Wyatt curses. “A burn that close means fences gone, feed ruined, cattle scattered. And if it jumps the line, the Forest Service won’t pay the price—we will.”
My professional training kicks in. I came here to solve a problem, I can’t forget that, won’t forget that—and Wyatt wouldn’t want me to. That much I know.
"I'll get you into a federal court. Sarah, call your lawyer."
Fifteen
THIS IS ABOUT TO GET REAL UGLY, REAL FAST.
WYATT
You'd think having Kinsley on the ranch would make taking her on rides through the mountains and watching the sunset on her porch swing easy, but that woman's got more energy than a bronc fresh out of the chute.
Either she's holed up with Mom, making battle plans to save our hides, or she's running that mare around barrels until they're both lathered up, or she's working the phones to keep our world from falling apart.
Yesterday, when she waded through government red tape like it was nothing, all I could think about was pinning her against that kitchen counter and showing her exactly what her beautiful brain does to a man.
I'm going soft for her, and that's a problem I can't ride my way out of.
Not that I'm sitting around waiting for her to notice me.
I rode out with Dad to the eastern fence line on Ace, same as I have every fall since I was big enough to handle the job. The sun's climbing toward noon, and everything about this feels like I never left—which makes the need to get gone itch worse than wool against bare skin. When I’m with Dad, I’m nothing more than a ranch hand—one who works for free.
My shoulder's nearly right again, just a catch now and then when I move wrong. I’ve taken off all the tape and done the exercises Doc texted me as if they’re my religion. This weekend's sponsor event is still on, and after that I'll be back to what I do best.
Just got to keep my head down and my hands busy until then.
"Post's loose here," Dad calls out, dismounting to test a cedar that's been fighting the wind for three winters straight. His gelding, Tucker, stands without moving—ten years old and so devoted to Dad, he'd follow him across three states without so much as a lead rope.
I swing down from Ace and walk the wire, testing tension with my gloved hands.
"Been meaning to get out here and reset this whole section," Dad mutters, pulling tools from his saddlebag. "Winter was hard on the east slope."
We work in silence. Dad's always been better with his hands than his words. Out here, we speak the same language—the language of wire and wood, of land that needs tending whether you're in the mood for it or not.

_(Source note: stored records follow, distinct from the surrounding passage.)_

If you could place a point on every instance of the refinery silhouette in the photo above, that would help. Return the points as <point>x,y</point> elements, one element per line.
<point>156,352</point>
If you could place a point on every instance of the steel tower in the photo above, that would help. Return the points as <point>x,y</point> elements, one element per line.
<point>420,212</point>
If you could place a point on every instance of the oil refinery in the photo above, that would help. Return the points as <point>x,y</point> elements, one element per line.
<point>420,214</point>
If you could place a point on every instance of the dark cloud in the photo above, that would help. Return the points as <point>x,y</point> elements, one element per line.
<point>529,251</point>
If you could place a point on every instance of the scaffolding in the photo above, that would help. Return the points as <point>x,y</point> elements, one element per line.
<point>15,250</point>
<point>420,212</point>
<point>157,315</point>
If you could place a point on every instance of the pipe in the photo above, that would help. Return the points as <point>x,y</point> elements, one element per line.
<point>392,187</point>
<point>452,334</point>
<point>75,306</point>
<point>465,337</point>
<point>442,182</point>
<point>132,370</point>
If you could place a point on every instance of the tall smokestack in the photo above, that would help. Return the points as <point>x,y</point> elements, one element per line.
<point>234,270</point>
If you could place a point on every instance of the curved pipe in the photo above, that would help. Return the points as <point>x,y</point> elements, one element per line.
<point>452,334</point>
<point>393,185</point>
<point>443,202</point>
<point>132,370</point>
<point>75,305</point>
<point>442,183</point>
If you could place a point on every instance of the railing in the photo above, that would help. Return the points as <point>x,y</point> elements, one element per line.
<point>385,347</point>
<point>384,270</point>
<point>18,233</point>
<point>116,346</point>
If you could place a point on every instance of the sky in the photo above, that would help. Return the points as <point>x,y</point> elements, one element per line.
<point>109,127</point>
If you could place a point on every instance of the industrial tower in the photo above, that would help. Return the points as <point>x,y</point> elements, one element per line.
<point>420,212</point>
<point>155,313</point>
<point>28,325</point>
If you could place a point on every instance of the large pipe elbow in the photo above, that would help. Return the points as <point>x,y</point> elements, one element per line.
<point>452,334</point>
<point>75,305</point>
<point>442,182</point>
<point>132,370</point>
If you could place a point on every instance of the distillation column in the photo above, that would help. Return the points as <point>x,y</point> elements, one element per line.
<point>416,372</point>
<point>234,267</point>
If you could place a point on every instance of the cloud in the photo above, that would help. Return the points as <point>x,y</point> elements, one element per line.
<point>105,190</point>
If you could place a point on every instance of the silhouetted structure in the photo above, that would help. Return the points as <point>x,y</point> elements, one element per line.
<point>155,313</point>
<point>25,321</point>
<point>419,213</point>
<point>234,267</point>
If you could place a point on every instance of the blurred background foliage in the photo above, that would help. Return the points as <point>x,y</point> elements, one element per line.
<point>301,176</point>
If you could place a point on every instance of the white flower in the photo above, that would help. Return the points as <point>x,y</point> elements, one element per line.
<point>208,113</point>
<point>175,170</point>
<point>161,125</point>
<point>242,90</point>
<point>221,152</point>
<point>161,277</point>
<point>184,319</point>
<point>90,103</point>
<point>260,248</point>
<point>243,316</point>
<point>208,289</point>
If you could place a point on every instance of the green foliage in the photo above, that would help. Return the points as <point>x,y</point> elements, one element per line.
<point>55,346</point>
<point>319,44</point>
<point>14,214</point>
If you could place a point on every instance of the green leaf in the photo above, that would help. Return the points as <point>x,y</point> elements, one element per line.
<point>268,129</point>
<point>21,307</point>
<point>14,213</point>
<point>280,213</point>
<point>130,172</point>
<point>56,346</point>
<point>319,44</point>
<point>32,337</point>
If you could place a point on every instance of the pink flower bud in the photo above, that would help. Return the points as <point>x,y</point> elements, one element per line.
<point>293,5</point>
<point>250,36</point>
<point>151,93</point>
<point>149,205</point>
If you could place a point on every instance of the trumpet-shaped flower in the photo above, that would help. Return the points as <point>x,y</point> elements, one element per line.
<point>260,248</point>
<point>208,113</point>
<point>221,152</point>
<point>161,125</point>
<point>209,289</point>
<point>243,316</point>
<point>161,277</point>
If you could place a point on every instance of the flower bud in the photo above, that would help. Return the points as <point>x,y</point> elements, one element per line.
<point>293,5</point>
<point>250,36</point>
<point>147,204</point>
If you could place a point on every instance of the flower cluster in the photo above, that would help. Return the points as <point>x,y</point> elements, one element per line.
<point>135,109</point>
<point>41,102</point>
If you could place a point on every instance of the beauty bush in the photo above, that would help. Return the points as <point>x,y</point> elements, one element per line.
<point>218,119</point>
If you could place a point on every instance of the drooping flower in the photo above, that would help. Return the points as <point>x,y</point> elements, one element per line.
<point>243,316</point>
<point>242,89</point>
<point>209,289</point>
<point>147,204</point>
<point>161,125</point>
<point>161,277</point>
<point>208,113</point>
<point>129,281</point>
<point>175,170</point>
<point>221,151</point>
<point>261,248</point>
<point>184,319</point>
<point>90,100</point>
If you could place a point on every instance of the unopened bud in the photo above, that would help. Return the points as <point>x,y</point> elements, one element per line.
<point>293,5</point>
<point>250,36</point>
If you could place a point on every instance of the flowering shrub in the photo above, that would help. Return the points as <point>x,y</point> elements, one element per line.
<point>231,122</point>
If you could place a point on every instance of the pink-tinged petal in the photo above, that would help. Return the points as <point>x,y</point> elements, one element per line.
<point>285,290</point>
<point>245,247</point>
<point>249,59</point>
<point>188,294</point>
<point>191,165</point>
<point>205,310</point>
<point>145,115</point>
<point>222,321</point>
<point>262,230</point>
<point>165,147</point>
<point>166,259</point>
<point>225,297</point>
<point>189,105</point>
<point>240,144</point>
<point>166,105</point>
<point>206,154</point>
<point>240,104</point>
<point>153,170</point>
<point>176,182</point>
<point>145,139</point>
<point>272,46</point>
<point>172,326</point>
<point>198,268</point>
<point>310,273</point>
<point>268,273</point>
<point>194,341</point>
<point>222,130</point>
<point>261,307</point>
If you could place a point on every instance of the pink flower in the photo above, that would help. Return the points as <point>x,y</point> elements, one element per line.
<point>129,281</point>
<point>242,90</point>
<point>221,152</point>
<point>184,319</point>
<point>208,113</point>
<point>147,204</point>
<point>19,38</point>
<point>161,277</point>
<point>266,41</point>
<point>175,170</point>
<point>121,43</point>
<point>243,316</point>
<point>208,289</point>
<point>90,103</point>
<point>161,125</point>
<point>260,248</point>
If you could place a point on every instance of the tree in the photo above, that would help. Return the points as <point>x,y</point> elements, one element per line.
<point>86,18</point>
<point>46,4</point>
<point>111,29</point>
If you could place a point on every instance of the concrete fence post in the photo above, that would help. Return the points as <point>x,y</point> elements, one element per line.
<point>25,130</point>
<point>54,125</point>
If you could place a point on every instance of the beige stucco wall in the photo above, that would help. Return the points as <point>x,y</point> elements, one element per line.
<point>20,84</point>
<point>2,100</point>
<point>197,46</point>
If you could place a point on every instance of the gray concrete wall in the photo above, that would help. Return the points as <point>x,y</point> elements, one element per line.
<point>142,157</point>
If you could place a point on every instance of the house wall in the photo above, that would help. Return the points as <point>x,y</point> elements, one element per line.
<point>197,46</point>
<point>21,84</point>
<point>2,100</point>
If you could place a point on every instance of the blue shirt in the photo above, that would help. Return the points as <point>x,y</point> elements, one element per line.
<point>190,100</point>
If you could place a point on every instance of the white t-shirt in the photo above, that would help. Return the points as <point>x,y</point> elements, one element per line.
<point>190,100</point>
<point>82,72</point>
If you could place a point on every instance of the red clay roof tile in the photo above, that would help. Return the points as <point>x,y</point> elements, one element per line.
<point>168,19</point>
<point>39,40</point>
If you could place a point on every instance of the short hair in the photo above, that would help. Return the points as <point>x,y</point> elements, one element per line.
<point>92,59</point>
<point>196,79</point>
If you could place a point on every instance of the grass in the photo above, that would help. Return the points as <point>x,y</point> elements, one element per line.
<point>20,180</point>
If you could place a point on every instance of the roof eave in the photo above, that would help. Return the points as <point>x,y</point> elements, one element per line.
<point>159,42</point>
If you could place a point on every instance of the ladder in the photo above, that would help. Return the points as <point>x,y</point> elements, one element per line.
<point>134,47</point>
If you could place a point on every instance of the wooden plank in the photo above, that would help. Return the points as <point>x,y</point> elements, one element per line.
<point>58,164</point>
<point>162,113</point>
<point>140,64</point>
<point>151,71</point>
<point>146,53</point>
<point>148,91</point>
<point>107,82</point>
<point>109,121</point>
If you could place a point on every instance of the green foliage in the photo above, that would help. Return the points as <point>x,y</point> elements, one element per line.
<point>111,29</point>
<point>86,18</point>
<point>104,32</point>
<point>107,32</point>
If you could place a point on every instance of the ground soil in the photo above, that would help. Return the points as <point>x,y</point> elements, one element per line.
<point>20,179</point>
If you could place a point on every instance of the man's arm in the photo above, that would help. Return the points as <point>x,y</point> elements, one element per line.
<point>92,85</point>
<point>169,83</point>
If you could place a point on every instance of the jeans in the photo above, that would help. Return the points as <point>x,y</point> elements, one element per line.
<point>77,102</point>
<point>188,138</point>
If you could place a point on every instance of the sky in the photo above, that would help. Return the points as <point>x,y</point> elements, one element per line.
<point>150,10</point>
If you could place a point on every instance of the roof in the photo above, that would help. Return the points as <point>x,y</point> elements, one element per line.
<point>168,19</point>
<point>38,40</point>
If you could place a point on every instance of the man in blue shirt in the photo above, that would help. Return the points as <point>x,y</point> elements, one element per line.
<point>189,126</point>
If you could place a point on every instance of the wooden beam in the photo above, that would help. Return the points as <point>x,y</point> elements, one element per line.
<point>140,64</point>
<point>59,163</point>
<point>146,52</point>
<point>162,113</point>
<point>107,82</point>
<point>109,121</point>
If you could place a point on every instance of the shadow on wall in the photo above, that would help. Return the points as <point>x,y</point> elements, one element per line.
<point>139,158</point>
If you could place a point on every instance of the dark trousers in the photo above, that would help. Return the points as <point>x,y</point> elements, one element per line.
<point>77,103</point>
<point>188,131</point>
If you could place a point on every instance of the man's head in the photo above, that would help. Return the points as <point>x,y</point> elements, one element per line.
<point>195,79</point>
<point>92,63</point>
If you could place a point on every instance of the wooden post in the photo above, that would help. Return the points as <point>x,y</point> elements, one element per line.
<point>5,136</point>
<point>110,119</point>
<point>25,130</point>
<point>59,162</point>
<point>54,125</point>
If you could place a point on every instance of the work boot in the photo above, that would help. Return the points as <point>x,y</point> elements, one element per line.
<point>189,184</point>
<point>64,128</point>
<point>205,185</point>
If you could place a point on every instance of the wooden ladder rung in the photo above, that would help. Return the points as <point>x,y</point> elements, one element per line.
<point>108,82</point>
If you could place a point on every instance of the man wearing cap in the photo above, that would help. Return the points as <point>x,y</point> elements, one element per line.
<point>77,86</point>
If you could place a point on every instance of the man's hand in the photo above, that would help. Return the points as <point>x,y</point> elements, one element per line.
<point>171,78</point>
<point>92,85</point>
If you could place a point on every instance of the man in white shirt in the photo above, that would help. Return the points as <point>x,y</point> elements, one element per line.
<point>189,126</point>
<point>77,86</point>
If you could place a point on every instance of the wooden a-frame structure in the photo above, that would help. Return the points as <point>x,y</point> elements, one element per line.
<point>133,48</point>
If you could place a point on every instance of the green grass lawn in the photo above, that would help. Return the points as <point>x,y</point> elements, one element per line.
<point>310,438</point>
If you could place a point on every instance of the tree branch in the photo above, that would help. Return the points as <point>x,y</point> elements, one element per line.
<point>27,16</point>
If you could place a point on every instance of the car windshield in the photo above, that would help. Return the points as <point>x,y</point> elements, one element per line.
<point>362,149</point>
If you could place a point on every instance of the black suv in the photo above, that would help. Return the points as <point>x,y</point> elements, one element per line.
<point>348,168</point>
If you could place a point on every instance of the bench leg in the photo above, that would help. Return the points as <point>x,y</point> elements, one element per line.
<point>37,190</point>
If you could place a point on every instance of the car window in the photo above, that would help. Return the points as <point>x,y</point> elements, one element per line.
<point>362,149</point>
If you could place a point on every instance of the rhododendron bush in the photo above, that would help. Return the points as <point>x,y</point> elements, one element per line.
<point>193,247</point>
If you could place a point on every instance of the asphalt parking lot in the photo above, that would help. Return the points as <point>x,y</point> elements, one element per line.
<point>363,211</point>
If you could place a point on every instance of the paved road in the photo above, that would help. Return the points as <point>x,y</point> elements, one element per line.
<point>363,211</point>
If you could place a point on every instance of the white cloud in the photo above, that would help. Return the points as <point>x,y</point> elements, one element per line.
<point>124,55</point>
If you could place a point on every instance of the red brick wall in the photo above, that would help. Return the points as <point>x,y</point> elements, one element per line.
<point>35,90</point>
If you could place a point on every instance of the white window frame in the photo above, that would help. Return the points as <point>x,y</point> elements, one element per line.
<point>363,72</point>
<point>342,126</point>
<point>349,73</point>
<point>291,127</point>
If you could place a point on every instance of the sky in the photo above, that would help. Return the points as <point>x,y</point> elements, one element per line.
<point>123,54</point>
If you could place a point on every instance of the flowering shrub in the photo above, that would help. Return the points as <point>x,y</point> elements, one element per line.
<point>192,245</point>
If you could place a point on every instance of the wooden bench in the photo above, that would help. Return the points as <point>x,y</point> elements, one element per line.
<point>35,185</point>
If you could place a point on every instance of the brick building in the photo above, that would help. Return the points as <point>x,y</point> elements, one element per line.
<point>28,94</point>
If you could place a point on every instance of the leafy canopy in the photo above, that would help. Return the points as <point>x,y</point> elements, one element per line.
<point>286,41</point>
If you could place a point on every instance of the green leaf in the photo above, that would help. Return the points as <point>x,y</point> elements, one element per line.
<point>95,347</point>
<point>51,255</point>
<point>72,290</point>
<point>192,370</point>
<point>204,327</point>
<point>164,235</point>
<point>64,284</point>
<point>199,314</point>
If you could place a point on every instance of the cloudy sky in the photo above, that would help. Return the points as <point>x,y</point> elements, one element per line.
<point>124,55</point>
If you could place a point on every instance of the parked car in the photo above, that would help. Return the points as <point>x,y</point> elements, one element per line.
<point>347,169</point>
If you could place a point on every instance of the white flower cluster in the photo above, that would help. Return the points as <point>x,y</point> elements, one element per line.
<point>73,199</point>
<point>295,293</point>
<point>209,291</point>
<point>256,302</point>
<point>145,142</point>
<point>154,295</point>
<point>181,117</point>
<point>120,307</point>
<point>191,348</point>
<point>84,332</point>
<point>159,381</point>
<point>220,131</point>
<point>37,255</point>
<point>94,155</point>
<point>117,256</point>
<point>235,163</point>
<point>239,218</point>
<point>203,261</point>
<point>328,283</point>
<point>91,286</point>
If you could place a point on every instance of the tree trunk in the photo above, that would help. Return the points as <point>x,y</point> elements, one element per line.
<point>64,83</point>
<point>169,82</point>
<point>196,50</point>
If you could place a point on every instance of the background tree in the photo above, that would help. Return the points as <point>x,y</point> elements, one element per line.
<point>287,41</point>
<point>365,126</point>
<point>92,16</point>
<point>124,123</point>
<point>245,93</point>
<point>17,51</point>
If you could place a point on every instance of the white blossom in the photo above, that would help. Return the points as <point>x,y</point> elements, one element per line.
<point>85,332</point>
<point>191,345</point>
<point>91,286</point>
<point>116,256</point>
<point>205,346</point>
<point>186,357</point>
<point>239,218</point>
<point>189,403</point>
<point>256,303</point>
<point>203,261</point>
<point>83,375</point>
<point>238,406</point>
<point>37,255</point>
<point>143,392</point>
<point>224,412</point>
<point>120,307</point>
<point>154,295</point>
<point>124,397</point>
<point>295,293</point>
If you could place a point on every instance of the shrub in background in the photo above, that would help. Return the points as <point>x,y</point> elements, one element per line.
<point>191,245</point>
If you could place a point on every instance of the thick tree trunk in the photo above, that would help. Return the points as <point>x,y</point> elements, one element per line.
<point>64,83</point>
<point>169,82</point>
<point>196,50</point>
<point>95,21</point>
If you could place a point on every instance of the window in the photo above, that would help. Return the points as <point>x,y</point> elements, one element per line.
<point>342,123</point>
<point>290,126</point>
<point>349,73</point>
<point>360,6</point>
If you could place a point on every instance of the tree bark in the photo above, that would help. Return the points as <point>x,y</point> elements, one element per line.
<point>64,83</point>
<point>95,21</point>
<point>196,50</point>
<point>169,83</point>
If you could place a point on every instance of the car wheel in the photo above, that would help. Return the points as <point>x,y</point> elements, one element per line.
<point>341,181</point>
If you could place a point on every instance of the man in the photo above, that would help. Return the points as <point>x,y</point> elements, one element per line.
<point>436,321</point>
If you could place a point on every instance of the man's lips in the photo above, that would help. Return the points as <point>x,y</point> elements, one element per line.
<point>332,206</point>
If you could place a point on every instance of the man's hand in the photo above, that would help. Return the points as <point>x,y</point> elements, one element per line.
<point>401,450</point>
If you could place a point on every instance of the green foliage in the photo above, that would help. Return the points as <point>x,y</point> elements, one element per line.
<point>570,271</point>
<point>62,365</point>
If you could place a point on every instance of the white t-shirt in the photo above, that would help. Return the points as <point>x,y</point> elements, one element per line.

We mount back up and ride over the small rise that leadsdown toward Willow Creek. Something bright catches my eye and I ride over for a closer look.
Survey flags.
Stabbed into our pasture and marking territory that ain't theirs to mark.
I curse.
The flags run in a neat line from the creek bottom up toward the road—exactly through the section Maxwell Whitmore so generously offered to buy from us.
"Those dirty snakes," I breathe, and the rage that builds in my chest is white-hot and immediate. "Who do they think they are?"
Dad's already dismounting, his boots hitting the ground with the kind of force that means someone's about to get hurt. He strides toward the nearest flag like it personally offended his mother and yanks it from the earth.
I dismount and follow him as he works his way down the line, ripping flags from the ground using the language of a man who's reached his limit. Each flag he pulls makes the knot in my stomach tighten another notch. This isn't just trespassing—this is a declaration of war.
"Gritstone Ranch," Dad spits, reading the marking on one of the stakes.
The sight of those flags on our land hits me harder than I expected. This pasture, this creek bottom—I learned to ride here. Spent summers moving cattle through this grass, winters checking on pregnant heifers when the snow got deep. Kit caught her first fish in Willow Creek right over there by that bend where the cottonwoods grow thick.
This isn’t, nor will it ever be, Whitmore land.
"Thirty-six flags," Dad says, his voice deadly quietas he finishes his count. He looks at me, and I haven’t seen that expression on his face since the haystack burned ten years ago—arson, though we never did find out who struck the match. Pure, righteous fury.